Eric Wintemute, Chairman and CEO of American Vanguard commented, “Our overall financial performance for the third quarter and first nine months of 2018 improved at both the top and bottom lines. Net sales rose 24% in the quarter and 35% year-to-date due to businesses acquired in 2017, including OHP and AgriCenter. Net sales of pre-acquisition product lines were comparatively stable during both periods. In the quarter, we had strong performance from our cotton products and, on a year to date basis, our fumigants. Offsetting these performances, in the quarter, we recorded lower sales of Dibrom® mosquito adulticide - which, in the prior year, had experienced extraordinary demand in the aftermath of Hurricanes Harvey and Irma.”
Mr. Wintemute continued, “Manufacturing performance continued its recent strength, contributing positively to our gross margin percentage of 41% in the third quarter and 40% year-to-date. Further, while our operating expenses rose on an absolute basis, they declined as a percentage of net sales, due in part to improved economies of scale across our businesses and in part to a G&A benefit from our quarterly revaluation of deferred purchase price consideration relating to 2017 acquisitions. Throughout the course of 2018, we have continued to integrate businesses acquired in 2017, launch innovative new products, maintain necessary regulatory compliance, and advance the development of our SIMPAS precision application technology. During the third quarter, we recorded a one-time charge related to a change in the original estimate for the transition tax section of the 2017 Tax Cuts and Jobs Act. Overall, our net income increased by 60% for the quarter and 42% for the first nine months and, during the same periods, EBITDA2 increased by 45% and 30%, respectively.”

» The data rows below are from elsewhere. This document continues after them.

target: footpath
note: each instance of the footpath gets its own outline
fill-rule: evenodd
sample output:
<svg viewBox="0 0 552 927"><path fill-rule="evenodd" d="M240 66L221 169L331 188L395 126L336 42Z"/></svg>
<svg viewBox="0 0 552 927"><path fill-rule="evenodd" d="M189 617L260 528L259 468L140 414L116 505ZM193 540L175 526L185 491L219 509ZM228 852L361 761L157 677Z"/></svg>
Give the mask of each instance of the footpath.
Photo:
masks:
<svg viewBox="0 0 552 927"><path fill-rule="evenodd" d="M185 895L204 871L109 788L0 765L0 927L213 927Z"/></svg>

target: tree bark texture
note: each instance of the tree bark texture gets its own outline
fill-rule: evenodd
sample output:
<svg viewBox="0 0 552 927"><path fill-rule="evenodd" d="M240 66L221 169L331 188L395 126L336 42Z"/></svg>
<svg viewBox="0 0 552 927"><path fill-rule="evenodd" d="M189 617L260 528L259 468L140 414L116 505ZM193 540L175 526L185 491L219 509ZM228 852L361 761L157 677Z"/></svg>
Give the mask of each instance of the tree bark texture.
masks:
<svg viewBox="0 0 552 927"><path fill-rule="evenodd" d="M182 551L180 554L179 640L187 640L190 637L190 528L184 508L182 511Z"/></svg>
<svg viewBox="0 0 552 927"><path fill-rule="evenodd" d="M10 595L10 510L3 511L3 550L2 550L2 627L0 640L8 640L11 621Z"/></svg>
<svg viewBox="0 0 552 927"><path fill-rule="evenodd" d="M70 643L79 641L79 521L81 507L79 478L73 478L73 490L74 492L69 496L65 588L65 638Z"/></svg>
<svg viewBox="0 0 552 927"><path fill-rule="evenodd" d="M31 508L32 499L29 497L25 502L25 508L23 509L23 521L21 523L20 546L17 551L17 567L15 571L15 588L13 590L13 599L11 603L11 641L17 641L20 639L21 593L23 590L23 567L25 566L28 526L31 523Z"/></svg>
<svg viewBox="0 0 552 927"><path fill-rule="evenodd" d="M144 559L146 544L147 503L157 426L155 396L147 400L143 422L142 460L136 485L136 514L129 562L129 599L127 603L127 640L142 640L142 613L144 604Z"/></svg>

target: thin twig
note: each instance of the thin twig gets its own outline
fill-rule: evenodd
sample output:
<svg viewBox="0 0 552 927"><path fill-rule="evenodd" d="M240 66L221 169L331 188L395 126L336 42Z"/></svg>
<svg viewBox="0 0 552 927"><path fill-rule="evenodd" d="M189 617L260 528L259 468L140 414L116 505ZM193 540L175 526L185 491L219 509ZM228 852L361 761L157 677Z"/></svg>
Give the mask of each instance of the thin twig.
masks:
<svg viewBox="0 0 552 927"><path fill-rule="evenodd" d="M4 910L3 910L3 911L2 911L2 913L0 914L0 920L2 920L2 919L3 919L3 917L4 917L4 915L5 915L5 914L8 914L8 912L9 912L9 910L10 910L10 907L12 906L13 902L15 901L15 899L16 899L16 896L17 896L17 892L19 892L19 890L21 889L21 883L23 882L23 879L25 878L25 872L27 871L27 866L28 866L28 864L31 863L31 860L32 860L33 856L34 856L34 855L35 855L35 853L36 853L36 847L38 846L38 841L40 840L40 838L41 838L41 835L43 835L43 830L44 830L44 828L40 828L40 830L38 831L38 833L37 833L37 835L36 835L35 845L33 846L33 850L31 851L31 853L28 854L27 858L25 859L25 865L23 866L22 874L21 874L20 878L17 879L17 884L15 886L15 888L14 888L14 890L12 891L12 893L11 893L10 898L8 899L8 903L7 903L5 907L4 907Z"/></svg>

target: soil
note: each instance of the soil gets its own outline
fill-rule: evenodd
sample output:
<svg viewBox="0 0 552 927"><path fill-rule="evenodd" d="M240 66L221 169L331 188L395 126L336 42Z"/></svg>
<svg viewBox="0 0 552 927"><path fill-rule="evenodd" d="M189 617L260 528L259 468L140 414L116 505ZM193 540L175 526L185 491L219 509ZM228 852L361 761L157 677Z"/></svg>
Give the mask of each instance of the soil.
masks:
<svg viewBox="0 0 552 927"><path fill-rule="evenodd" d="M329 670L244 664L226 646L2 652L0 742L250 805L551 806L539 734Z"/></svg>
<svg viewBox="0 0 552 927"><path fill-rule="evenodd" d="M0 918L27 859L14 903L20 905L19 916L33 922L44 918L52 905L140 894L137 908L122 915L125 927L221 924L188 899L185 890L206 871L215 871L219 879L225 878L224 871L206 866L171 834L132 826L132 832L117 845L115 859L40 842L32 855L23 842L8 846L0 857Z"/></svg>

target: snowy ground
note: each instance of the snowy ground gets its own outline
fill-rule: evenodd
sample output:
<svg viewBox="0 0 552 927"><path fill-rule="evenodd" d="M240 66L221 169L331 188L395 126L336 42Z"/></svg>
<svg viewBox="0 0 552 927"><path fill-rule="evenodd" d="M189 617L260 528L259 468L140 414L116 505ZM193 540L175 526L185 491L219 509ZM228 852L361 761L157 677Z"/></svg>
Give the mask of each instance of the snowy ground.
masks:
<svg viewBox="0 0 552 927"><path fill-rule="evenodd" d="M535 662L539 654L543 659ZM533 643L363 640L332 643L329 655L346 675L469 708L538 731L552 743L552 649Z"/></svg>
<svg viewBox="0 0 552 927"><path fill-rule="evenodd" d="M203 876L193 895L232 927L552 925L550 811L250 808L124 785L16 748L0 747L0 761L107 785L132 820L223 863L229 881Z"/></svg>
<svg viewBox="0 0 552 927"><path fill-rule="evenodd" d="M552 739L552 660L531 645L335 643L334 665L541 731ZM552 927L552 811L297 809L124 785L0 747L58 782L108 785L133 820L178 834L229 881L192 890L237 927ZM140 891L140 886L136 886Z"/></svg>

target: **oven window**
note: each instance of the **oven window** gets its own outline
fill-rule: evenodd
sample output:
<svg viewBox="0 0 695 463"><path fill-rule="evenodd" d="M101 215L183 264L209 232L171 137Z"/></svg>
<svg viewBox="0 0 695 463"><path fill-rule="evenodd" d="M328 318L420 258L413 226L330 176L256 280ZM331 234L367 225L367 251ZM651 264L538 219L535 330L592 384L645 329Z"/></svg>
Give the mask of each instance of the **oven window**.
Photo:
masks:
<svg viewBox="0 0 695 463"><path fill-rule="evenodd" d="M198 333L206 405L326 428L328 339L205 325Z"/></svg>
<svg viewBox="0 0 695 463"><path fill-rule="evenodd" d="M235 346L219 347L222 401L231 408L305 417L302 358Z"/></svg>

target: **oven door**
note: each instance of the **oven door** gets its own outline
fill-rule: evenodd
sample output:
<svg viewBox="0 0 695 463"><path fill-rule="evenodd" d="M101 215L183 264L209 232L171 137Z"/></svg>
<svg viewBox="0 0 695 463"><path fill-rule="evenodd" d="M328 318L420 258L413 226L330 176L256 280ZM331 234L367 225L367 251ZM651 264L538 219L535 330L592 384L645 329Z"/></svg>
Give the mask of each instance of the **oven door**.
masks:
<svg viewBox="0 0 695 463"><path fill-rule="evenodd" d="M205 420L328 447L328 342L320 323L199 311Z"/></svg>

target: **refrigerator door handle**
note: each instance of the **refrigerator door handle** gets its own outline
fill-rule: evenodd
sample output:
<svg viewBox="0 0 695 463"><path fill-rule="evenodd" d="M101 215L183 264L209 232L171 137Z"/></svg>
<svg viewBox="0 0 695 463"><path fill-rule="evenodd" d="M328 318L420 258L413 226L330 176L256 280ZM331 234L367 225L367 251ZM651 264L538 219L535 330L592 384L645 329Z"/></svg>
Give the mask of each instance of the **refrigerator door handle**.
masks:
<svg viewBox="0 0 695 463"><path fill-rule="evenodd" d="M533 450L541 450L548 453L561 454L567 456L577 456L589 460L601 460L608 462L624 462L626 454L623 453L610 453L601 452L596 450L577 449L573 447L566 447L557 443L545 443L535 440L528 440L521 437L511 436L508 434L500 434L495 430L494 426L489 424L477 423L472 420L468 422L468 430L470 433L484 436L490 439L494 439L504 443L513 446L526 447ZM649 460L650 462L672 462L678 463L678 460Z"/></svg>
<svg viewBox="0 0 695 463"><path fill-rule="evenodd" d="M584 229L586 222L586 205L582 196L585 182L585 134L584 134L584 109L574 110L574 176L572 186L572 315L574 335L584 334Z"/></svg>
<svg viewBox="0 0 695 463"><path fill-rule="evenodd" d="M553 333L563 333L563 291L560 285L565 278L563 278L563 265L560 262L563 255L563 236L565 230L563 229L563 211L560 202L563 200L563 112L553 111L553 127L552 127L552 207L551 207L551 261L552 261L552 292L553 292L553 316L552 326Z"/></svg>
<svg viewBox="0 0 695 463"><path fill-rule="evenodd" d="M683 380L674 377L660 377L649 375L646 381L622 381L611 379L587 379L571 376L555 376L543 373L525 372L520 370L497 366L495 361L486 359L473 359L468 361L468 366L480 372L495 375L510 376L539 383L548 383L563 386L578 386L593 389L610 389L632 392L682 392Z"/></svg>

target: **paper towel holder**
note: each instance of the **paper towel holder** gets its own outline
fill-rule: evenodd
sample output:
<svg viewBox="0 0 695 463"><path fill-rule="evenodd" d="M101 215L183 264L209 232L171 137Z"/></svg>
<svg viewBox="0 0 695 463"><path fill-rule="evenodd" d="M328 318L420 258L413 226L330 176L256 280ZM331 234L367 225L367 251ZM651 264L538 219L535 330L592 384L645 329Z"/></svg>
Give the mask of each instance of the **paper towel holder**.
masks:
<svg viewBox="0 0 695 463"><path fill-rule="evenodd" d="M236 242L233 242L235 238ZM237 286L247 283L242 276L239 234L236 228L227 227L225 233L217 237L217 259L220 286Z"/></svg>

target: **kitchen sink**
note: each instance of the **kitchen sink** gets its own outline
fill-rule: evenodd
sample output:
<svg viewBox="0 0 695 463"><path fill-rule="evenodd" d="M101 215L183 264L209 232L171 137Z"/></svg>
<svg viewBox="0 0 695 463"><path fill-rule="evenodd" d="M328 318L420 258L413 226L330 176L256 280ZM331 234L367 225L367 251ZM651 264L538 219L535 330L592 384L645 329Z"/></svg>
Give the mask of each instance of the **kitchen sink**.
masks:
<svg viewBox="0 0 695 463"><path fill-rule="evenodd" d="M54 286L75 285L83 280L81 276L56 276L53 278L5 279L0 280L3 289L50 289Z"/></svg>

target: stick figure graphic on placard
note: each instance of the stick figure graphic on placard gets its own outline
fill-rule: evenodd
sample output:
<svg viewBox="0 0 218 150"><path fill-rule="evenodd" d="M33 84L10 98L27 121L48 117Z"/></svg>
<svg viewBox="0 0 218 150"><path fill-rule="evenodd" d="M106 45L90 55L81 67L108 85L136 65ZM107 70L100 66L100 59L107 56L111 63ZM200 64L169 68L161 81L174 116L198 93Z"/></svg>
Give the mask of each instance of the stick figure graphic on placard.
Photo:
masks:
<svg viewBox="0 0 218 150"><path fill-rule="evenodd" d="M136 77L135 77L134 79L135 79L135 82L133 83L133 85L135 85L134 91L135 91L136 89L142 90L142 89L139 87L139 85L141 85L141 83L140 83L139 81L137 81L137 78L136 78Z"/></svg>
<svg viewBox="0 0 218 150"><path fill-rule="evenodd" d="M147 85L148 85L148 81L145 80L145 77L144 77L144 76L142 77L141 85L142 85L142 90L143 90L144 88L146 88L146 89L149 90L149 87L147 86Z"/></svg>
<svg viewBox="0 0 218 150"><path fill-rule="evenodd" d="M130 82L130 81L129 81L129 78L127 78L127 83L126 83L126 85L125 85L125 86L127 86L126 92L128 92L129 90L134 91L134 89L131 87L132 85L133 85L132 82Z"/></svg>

Mr. Wintemute concluded, “During the final quarter of 2018, we expect solid year-over-year sales of our soil fumigants and our Equus fungicide, as well as from our domestic non-crop and our Central America distribution businesses. Further, we anticipate continued demand for our products in fruits and vegetables and pre-season purchasing demand for our corn products leading into the 2019 spring planting season. Taken together we anticipate achieving sales revenues in the range of $450 - $460 million for full year 2018 and gross margins in line with our year to date performance. We will provide additional detail on our financial performance and business prospects during the earnings call.”